When Dr. House wants to test if someone has a heart condition, he puts them on a treadmill. This is designed to get the heart rate up and subject it to stress levels it may not normally face. Under these conditions he can monitor the heart’s condition and make a diagnosis as to that patient’s health. Tim Geithner and his band of merry men just wrapped up doing a similar thing to our nation’s banks.
The way Geithner and his team were able to subject banks to stress tests was by creating “what if?” scenarios. The idea being what if the economy got worse, how would the banks handle it? Each bank is unique and is in a different condition, so each banks would either do well (relatively) or not so well. The results of the stress tests were released last week. In case you were wondering what the results were I’ll put it this way, your 401(k) finished last week on a high note.
But that doesn’t mean the news was good. In fact a whole world of controversy has emerged from the results. Everything from banks having input on the measurement methods to arguments that they were not subjected to enough economic stress to fully measure their strength. An example of this would be assuming unemployment went to 10.3% instead of 10.8%. Testing at 10.8% could yield different results.

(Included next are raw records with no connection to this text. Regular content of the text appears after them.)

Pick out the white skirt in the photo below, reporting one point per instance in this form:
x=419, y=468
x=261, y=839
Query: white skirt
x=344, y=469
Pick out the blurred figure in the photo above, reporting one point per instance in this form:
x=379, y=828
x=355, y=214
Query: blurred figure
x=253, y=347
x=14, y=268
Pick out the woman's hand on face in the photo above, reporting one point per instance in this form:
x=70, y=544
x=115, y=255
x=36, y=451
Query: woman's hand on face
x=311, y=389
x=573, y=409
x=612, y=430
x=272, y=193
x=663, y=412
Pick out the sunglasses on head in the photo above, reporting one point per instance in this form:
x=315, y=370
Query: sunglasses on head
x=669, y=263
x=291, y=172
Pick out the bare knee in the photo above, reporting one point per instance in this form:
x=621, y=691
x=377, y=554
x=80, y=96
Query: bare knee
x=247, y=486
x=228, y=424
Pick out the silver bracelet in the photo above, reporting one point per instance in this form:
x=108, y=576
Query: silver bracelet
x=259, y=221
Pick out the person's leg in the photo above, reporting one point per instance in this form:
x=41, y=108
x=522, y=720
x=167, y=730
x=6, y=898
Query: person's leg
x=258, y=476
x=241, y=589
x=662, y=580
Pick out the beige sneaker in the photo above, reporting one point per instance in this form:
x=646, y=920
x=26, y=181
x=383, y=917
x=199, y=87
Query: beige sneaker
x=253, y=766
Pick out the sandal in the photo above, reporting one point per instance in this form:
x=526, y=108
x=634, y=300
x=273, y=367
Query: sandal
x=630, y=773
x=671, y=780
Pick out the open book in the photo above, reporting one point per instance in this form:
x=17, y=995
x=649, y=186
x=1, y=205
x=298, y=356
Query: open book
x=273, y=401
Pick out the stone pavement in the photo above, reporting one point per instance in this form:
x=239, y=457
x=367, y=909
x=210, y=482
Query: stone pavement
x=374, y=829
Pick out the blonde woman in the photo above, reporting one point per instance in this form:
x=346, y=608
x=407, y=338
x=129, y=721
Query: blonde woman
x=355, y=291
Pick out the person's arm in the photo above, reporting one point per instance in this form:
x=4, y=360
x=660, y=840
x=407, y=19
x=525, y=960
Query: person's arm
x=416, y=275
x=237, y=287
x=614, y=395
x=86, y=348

But, I’m not here to analyze these results. Anyone that wastes their time on it is much better off watching Family Guy. The intellectual utility of either action is comparable. Yes I’m looking at you, Barry. The important thing here is the psychology of the results. Despite many banks needing to raise new funds as a result of the test, Wall Street loved the results. They loved it so much Morgan Stanley and Wells Fargo raised new money basically hours after the results were released. In order for them to do that they needed to find people willing to give them money, which proved to be very easy.
Wall Street went on a rally, institutional investors are getting back in to finance stocks because they don’t want to miss out on this good news. This is how confidence returns to the market. Restoration of confidence is the only thing that will ever dig us out of a recession.
Do I think we’re out of the woods? My opinion doesn’t matter here, I’m merely pointing out that the stress test, even if flawed, seems to have restored confidence to the markets. Like Dr. House, it’s not so much what the results of a stress test we care about, sometimes it’s how the patient reacts to the news. Let’s see what happens over the next couple of months.